Eğrisi vardır, doğrusu vardır. Hata yapmaz değildir. Herkesi ve her kesimi mutlu etmek de zaten mümkün değildir.
Lakin liboşlara dikkat etmek şarttır.
Medya üçüncü güçtür. Günümüzde belki de ilk iki gücü net olarak yönlendiren asıl güç. Buna bir de sosyal medya eklendiğinde...
Bayram değilken liboşlar sizde olanları, sizdekilerden bazılarını durmadan öpüyorsa..

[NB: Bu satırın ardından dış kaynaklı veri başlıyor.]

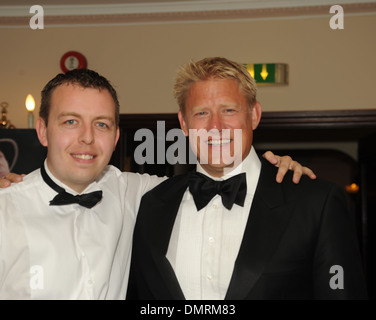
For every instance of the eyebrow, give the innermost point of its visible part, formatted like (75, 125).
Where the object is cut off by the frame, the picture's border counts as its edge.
(77, 115)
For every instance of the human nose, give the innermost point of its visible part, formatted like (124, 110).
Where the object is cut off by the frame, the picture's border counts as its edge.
(215, 122)
(86, 134)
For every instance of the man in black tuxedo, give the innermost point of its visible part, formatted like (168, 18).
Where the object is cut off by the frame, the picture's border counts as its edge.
(247, 237)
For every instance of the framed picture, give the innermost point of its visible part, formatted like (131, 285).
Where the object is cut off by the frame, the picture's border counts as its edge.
(20, 151)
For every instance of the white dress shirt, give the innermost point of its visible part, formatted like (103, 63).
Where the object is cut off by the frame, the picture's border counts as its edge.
(68, 252)
(204, 244)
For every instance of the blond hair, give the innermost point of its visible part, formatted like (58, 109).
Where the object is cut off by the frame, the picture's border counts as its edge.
(213, 68)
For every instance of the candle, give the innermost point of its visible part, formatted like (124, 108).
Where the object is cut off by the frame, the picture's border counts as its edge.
(30, 106)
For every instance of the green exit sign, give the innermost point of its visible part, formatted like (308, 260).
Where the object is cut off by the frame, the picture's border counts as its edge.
(268, 73)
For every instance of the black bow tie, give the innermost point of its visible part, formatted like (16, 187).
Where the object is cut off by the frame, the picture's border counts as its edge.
(203, 189)
(87, 200)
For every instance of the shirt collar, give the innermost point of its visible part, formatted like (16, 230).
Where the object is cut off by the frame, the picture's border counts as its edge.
(91, 187)
(251, 165)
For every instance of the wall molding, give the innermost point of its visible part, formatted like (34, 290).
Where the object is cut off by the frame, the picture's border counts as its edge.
(54, 18)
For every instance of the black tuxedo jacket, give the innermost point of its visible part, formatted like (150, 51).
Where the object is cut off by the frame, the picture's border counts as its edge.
(294, 235)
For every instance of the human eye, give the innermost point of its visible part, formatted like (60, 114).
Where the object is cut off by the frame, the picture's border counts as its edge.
(200, 113)
(103, 125)
(70, 122)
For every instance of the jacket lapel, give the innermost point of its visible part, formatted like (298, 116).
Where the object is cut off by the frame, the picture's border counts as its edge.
(159, 238)
(267, 220)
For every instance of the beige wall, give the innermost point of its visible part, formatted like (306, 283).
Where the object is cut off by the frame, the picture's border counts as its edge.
(329, 69)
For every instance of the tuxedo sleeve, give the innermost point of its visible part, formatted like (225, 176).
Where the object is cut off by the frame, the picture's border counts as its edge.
(337, 267)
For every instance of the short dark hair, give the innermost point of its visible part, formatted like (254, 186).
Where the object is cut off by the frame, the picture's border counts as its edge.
(84, 78)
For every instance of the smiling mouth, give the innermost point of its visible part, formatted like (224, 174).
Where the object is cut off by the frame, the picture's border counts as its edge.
(83, 156)
(218, 142)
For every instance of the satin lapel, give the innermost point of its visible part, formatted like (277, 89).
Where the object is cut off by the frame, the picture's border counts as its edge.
(267, 220)
(165, 208)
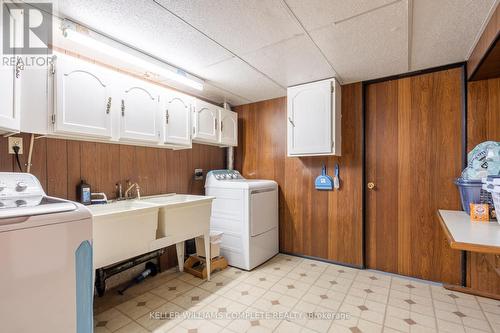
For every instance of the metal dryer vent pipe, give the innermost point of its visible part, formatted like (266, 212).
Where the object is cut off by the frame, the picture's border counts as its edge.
(230, 150)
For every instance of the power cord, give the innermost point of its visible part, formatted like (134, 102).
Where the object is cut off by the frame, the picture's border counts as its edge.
(16, 151)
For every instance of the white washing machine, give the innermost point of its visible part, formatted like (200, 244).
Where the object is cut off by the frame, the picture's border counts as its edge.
(246, 211)
(45, 260)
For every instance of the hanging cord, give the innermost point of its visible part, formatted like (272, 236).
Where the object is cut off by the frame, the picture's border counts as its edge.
(16, 151)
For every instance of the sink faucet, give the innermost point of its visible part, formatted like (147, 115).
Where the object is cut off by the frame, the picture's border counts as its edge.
(130, 187)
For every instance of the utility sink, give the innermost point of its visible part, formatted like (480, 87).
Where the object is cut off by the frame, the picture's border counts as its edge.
(122, 230)
(176, 199)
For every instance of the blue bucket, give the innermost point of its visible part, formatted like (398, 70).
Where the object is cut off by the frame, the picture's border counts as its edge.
(470, 192)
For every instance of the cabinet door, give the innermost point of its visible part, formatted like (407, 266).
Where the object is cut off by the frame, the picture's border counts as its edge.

Yerli, yersiz, alakasız, mesnetsiz bahaneler türetip ısrarla birilerini yağlıyorsa..
Gündemde tutmak için, toroslardan akan suyun bile neredeyse tek sahibi denmeye çalışılıyorsa...
Burada ne ahlaklı basından söz edilebilir, ne de etikten. Siyasetten zaten söz edilemez...
Omurgasızların çöreklendiği bir devre denk gelmek ne kötü.
Bunlar her ne kadar vicdanlarını cüzdanları için satmış olsalar da, asıl zihniyetlerini hiçbir zaman inkar da etmezler.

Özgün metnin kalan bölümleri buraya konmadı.